I found myself getting irritated with my fellow adoptees for replicating/adopting this shared nationalistic nostalgia as they reached — stretching hard to make connections which were often either extremely tenuous or non-existent — for a romanticized history that was hardly kind to them, searching for a kinder gentler society of their ideals, searching for something in which to embrace, searching for something that will affirm their cultural capital. In many ways, the nationalistic nostalgia becomes another token of culture to wear. It is a token we have to borrow. And return.
I watched adoptees having to self medicate in order to avoid the truth that you can never go home, not after you’ve been severed so completely. You can start over, but what’s lost is lost…and I think some of this unfulfilled expectation that finding-family-will-fix-everything and going-back-will-fix-everything has to do with how little we are allowed to grieve. Our stories are almost always stories of familial and societal dysfunction yet they occurred at the very same time those heart-warming memories of those who were fortunate enough to stay were being formed. And they are all truths.
Previously, the people who adopted us were instructed to dismiss/gloss over the longings of adoptees for their history, which resulted in disaffected and alienated adoptees. Later, the people who adopted us were instructed to provide us with cultural tokens that were supposed to make up for that loss and give us a sense of belonging. Love the person who gives you tokens of something they made impossible for you to ever truly be a part of again and love the of culture of your dysfunctional rejector seems to be our only choice these days, since we’re not allowed to be upset about our unnatural fate.
Nostalgia is just a signifier of loss, a kind of micro grieving. In Korea, a nation where one out of ten families has lost a family member due to family separation, a nation that is ashamed of sending its children away, nostalgia can also be a tool of deflection because the really meaningful losses are too horrible to contend with. For us diasporic adoptees, we are denied nostalgia as a signifier of loss. For us diasporic adoptees, we are denied any expression of loss. Or deflection. Maybe that’s why nostalgia is such an attractive study for me.

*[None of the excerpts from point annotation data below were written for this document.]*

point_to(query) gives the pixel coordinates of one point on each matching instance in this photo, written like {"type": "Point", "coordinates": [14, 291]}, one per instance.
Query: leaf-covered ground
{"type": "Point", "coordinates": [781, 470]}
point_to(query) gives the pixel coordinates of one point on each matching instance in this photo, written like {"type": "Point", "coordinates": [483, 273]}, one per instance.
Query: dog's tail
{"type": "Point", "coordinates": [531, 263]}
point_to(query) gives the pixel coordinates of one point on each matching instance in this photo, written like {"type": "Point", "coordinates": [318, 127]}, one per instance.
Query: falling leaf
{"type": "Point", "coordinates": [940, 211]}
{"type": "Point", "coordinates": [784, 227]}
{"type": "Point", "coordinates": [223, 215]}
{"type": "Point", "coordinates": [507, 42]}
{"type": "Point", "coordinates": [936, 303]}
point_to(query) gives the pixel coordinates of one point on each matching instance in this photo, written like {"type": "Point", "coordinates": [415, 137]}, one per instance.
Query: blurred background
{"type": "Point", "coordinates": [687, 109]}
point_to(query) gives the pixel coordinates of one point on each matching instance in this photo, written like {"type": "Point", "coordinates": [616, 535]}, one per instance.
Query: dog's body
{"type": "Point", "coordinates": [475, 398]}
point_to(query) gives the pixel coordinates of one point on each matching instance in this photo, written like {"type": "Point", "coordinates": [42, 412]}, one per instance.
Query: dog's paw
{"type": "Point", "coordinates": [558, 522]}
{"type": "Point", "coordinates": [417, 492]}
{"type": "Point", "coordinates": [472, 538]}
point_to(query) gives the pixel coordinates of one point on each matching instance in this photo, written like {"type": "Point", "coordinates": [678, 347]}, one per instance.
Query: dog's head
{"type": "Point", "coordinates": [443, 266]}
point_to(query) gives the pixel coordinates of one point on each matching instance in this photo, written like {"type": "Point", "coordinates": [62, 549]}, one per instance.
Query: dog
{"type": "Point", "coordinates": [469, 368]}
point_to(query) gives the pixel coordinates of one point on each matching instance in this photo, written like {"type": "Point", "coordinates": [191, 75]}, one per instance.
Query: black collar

My reality is I can have no true feelings of nostalgia for a history I have been severed from, because that memory is too deep to reach. Yet the direction of my entire life has been dictated by this history that is collectively avoided. Our past is tied up in that collective national tragedy, a tragedy of which we are full card carrying members. And that is not nothing. That is a very strong something.
And so I carry the weight of Korean history. My being raised halfway around the globe with no knowledge of my past is a direct result of that country’s history. I am helpless to do anything about it. It is helplessness which connects me to the people/nation/culture that bore me. We not only lost and are not allowed to grieve, but they too lost and – even though they spend inordinate amounts of energy grieving – they dilute the real content or switch the labels on the jars, so it never satisfies. It is that unexpressed loss which they don’t deal with/that we aren’t allowed to deal with that connects us. It has nothing to do with nostalgia yet everything to do with what motivates humankind to wax nostalgic.